Jakarta – Peran krusial perempuan dalam mencegah penyebaran Demam Berdarah Dengue (DBD) di lingkungan keluarga dan masyarakat semakin ditegaskan, mengingat posisi mereka sebagai pengambil keputusan utama dalam rumah tangga.
Dokter spesialis dari Fakultas Kedokteran Universitas Indonesia (FKUI) menekankan bahwa perempuan seringkali menjadi motor penggerak aksi preventif, baik di tingkat keluarga maupun komunitas. Pencegahan DBD perlu dilakukan secara komprehensif melalui strategi 3M Plus, perlindungan diri, serta inovasi seperti vaksinasi yang direkomendasikan oleh para ahli medis.
Data dari Kementerian Kesehatan menunjukkan bahwa hingga minggu ke-25 tahun ini, tercatat 79.843 kasus DBD dengan 359 kematian. Pada tahun sebelumnya, jumlah kasus mencapai 257.455 dengan 1.461 kematian, menjadikan Indonesia sebagai negara dengan kontribusi kasus dan kematian tertinggi akibat DBD di kawasan ASEAN.
Orang dewasa dengan penyakit penyerta seperti hipertensi, obesitas, diabetes, penyakit ginjal, dan paru-paru memiliki risiko lebih tinggi untuk mengalami DBD yang lebih parah. Edukasi kesehatan yang memberdayakan perempuan sangat penting untuk melindungi keluarga dari ancaman penyakit ini.
Anak-anak, terutama yang berusia 5-14 tahun, juga termasuk kelompok yang sangat rentan terhadap DBD. Infeksi DBD yang kedua pada anak-anak justru berpotensi menimbulkan gejala yang lebih serius. Oleh karena itu, pencegahan menjadi kunci utama karena hingga saat ini belum ada pengobatan spesifik untuk mengatasi DBD.

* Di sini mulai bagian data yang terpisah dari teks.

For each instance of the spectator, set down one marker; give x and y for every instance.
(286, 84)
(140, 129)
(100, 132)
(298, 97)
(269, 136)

Gejala DBD meliputi demam tinggi, sakit kepala, mual, muntah, nyeri otot dan sendi, serta ruam pada kulit. Fase kritis terjadi ketika demam mulai menurun, namun justru berisiko memicu syok dengue jika tidak segera mendapatkan penanganan medis yang tepat.
Sebuah perusahaan farmasi menegaskan komitmennya untuk mendukung upaya pencegahan DBD, termasuk melalui edukasi yang ditujukan kepada perempuan sebagai garda terdepan penjaga kesehatan keluarga.